Throughout the week cracks to the global economic growth story emerged. In their quarterly report the Brazilian central bank cut its 2012 growth forecast to 2.5% from 3.5%. German economic data was generally softer culminating in Friday's disappointing decline in May retail sales figures. Prior to that several large German companies provided commentary indicating they were not immune to Europe's woes. Chip maker Infineon guided Q3 revenues to be "slightly" lower on a sequential basis due to current global economic uncertainties. Siemens CFO said he expected some difficulty in meeting the lower end of its earnings guidance range due to slowdown in China and continued European uncertainty. Salzgitter also revealed it no longer expects to be able to achieve breakeven results for its steel unit this year which weighed on the entire group. By Friday, North American multinational corporations had joined the chorus. Nike shares plunged more than 10% after Q4 results were shy of consensus expectations on weaker margins, while Research in Motion fell nearly 20% as its Q1 Blackberry shipments plunged.

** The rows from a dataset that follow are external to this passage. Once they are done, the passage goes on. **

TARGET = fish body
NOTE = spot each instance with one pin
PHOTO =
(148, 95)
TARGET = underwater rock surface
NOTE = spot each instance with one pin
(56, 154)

For much of the week the EUR/USD pair hovered in the lower end of its established range from mid-June, with the 1.2450 support seen as pivotal. The higher yields in the Spanish and Italian auctions coupled with weak Italian retail sales offset any benefits of a potential EU fiscal union deal at the upcoming summit. Growth remained a concern for Europe. The German engine showed signs of sputtering while peripherals faced renewed headwinds, exemplified by the Bank of Spain comment that its Q2 GDP contraction would be worse that Q1. Softer inflation data in Europe and weaker German employment figures boosted expectations for an ECB rate cut next week. Analysts are now calling for a 25-50bps cut in the main refi rate from its current historic low level of 1.00%. By Friday the EUR/USD pair exhibited it biggest one day gain in eight months following the EU announcement of its roadmap towards further integration. The EUR/USD moved off its Asian lows of 1.2433 and approached 1.27 by mid-morning before consolidating its gains throughout the European morning.
The USD/JPY currency pair maintained a firm tone despite the Japanese Lower House passing a national sales tax hike legislation and May inflation data disappointing expectations. While PM Noda had succeeded in pushing through his consumption tax increase proposal, the victory in the Diet may have political repercussions for his own party. Former DPJ leader Ozawa is expected to decide as early as Monday on whether he and some 50 of his supporters would bolt the DPJ in opposition to the legislation. Although the initial estimates suggest the number of departing lawmakers would be below the 54 threshold required for DPJ to maintain its lower house majority, the fracture may leave the ruling party in a far more vulnerable state. Meanwhile, Japan May core CPI data returned to deflationary territory, falling into negative territory for the first time in 4 months and potentially signaling yet another increase in the Bank of Japan asset purchase facility at its next meeting on July 12th. The concerns over Europe and cross currency flows caused the JPY to benefit from risk aversion throughout much of the week. But risk was back on during Friday's European session following Day one of the EU Leader Summit. The USD and JPY currencies were weaker against the European and commodity-related pairs.
Over in China, May industrial profits saw its third consecutive month of decline at -2.4% y/y, as attention shifts to the weekend release of the official manufacturing PMI data. Recall the HSBC flash PMI last week shocked to the downside, falling to a 7-month low 48.1. While the official PMI figures have stayed above the 50 threshold until now, analyst consensus appears to be on the side of a contraction this time - the first below-50 print since November of 2011.